3. Test the algorithm used to detect beacons (Datamatrix Codes), and improve it to determine not only the angles used in the triangulation process but also other geometric information to improve the accuracy of the initial estimation.
4. Study the possibility of integrating a simple obstacle detection system to avoid imminent collisions with unexpected obstacles; if viable and useful, the solution can be implemented.
5. Include the physical model of the robot motion (and possibly perception) in a Kalman filter in order to reduce the effect of the noise in the localization procedure.
6. Integrate a proper path planner to permit the execution of the task.
7. Implement an application with a proper GUI to generate interactively the datamatrix beacons.
8. Write the thesis and other documentation.

THE BEGINNING

In the last days I did a lot of research to understand what is the actual state of the art for this kind of problems. I found out some interesting works e libraries for datamatrix recognitions.

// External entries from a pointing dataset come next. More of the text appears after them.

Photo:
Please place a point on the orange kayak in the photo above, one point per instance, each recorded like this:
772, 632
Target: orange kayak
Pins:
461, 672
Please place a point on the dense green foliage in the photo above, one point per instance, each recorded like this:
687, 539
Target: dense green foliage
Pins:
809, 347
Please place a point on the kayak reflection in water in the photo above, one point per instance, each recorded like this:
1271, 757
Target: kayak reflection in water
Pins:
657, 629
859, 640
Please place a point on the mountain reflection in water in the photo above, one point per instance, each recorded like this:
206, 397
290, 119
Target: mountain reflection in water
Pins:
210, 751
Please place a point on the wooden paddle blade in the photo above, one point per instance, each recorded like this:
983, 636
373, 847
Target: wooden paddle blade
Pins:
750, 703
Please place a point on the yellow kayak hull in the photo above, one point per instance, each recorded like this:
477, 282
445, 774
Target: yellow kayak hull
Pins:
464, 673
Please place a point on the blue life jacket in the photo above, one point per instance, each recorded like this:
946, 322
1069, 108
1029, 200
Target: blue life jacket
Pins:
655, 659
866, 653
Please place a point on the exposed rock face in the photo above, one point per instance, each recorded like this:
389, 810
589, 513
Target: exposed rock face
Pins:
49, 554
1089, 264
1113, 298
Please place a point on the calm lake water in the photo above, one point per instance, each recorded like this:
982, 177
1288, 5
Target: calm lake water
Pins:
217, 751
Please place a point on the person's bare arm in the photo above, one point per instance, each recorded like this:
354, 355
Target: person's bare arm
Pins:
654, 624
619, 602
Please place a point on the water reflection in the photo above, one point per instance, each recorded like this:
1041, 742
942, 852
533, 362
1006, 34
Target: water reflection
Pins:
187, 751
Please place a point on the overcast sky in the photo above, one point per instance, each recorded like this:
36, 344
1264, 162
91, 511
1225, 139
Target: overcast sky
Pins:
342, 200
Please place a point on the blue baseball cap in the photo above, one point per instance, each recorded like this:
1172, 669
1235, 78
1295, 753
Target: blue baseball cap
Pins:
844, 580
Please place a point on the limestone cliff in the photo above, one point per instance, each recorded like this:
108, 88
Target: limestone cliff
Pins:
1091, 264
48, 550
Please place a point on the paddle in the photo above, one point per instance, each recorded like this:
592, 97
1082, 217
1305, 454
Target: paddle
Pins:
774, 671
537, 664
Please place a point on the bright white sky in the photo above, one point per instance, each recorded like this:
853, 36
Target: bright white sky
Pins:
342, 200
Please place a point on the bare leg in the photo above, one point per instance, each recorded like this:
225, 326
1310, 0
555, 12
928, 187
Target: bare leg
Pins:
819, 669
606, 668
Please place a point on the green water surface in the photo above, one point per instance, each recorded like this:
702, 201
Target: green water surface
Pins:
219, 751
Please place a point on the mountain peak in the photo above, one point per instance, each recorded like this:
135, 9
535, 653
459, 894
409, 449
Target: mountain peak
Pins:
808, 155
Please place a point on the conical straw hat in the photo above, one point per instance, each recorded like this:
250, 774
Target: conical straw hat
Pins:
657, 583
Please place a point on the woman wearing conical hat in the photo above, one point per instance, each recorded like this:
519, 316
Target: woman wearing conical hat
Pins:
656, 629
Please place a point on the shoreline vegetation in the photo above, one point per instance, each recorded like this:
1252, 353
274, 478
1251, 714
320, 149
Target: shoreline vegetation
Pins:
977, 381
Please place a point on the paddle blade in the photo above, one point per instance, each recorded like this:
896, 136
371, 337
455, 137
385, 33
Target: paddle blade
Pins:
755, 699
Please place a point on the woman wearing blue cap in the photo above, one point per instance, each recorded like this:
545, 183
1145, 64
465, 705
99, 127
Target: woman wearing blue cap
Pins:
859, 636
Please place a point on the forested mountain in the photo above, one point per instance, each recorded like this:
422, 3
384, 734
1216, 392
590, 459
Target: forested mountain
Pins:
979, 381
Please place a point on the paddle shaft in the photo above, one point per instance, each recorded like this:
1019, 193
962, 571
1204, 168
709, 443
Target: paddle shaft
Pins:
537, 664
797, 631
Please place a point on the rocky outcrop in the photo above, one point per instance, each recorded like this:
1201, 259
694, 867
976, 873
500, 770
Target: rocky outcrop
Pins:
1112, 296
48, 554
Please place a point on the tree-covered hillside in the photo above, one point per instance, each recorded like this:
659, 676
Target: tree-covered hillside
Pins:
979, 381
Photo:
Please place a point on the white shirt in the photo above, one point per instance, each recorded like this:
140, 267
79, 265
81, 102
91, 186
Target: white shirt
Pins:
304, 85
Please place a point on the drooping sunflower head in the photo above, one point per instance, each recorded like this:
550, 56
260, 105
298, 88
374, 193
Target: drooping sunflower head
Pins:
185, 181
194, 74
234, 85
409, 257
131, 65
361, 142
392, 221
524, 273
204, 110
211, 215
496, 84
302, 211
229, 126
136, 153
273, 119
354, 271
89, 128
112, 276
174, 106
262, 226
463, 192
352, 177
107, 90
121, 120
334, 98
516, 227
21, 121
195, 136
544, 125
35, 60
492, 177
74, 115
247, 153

Furthermore, I started to study QT again (after too much time, sadly) because I’m developing an user-friendly application to generate and print the datamatrix sheets used by the robot.

Datamatrix_generator preview

Datamatrix_generator preview

I think I finish it in a few weeks. The QT framework is very powerful but not so easy at the beginning.

In the meanwhile I also started to design a proper Kalman filter to estimate the position and the orientation of the vehicle. To describe the physics of the robot I choose a simple bicycle vehicle model.
This model is very simple, but strongly non-linear and I can’t use it directly to build the Kalman filter. I have a few ideas to solve this problem and I’m preparing a simulator in MATLAB/Simulink to understand which is the best approach. The estimator must be able to estimate the position and the orientation of the vehicle using the control parameters (velocity and steering angle), the visual measurements (for example from triangulation) and, if present, the measurements from one or more intertial sensors.

Hello World!

Hello everybody!

My name is Marco Bergamin, I study Automation Engineering at the University of Padua and currently I’m beginning my master’s thesis at the Mechanical Department of the University of Aveiro. My supervisor is Professor Vitor Santos.

In this blog I will mainly talk about my thesis and the related work. What I’m going to do is to develop a cheap and reliable system for the autonomous indoor navigation using visual information and simple passive markers. I will post more detailed information as soon as possible.